Labyrinth Fish / Belontiidae / Paradise Gourami

Paradise Gourami
Macropodus opercularis

Synonyms: Labrus opercularis, Macropodus concolor, M. filamentosus, M. venustus, Polyacanthus opercularis
Physical description: An elongated fish with long fins. The coloration varies, although generally the male has a turquoise-gray to green-brown head and back. The body color is dull turquoise with numerous vertical orange stripes. The gill cover and caudal penuncle are also marked with orange. The caudal fin has an orange and turquoise marbling, while the other fins are light blue. Females are much duller in color.
Size/Length: To 4" (10 cm)
Similar species: None
Habitat: In standing and slow-moving water in shallow areas of marshes, canals, ponds, and rice patties. Asia; China, Korea, Taiwan, Southern Vietnam, Okinawa (Japan)
S: middle, top
Aquarium: 20" (50 cm) or 10 gallons (38 L) is adequate for smaller fish. Full grown specimen need a larger tank with a minimum size of 24" (60 cm) or 20 gallons (75 L). Provide retreats for the female. The tank should be well-vegetated. Fish prefer large tank with lots of open swimming area. A partial cover of floating plants is beneficial to aide in bubble nest building. The Paradise Fish is an well-known jumper, so the tank should be well-covered.
Water chemistry: pH 6-8 (7.0), dH 4-30 (12), 59-79°F (15-26°C).
Social behavior: Young fish make excellent community fish, but adult males often cause problems. If two males are confined together in a small tank (Under 30" or 30 gallons), they will fight almost as aggressively as male Betta splendens. Females may be attacked by males, even during non-spawning times. If attacks become to brutal on the female, remove her. Better results occur when several females are kept with one female. Best kept in a species tank.
Suggested companions: Trichogaster, Corydoras, Botia, Angelfish, Loricarids.

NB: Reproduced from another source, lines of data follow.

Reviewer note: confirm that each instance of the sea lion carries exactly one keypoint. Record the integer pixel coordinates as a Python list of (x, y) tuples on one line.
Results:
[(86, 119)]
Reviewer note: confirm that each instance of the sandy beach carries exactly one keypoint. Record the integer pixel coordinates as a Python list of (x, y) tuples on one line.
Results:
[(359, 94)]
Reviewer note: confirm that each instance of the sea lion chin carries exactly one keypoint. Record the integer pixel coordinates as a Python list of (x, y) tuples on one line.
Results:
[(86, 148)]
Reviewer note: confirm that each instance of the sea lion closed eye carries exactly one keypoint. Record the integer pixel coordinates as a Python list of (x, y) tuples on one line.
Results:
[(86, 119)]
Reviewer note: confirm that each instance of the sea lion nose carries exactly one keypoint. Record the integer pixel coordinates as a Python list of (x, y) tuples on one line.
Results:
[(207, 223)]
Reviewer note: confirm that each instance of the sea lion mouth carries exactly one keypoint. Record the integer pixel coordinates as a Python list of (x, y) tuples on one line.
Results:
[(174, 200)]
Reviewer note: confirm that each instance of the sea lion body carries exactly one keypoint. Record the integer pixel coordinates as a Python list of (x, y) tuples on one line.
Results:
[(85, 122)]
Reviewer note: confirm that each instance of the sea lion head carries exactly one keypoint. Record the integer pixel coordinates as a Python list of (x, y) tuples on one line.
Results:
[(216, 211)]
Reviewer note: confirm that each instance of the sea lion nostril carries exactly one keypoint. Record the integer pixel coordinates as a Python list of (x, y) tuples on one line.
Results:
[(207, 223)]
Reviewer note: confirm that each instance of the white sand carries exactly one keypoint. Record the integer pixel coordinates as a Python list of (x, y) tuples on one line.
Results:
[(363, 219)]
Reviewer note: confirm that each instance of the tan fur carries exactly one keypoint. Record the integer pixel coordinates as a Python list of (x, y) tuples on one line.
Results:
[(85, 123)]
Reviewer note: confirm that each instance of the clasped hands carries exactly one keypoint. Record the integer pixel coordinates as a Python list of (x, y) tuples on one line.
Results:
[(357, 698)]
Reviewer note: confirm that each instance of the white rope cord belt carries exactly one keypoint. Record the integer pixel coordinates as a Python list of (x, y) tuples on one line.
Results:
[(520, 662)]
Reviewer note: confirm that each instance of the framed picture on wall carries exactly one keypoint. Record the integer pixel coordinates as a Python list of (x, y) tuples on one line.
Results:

FOOD: Algae; flakes; live; worms, crustaceans, insects, insect larvae. A favorite meal of the Paradise fish is planeria.
Sexual differences: The male is more colorful with longer fins.
Breeding techniques: Breeding is fairly easy. Take a strong, established pair and place them in a tank alone. Initiate spawning by lowering the water level and increasing the temperature to 75-84°F (24-29°C). After an active courtship, the eggs float to the surface where the male collects them and spits them into the bubble nest. The bubble nest is usually built beneath a large leaf. The female should be removed at that point. The eggs, numbering as many as 1000, are guarded aggressively by the male. They hatch in 24-28 hours and are free-swimming after 3-5 days. The male should be removed. Start feeding with powdered dry foods and infusoria, and later with Artemia.
Breeding potential: 5. Breeding the Paradise Fish is fairly easy.
Remarks: The Paradise Fish was among the first introductions to the aquarium. It was the second tropical fish-behind the goldfish-to be imported into France (1869). There are two readily available color morphs; the black and albino variants.
Difficulty of care: 4. Young Paradise Fish are excellent community fish that are hardy and easy to care for. However, adult males are a different story. They are often aggressive and pugnacious.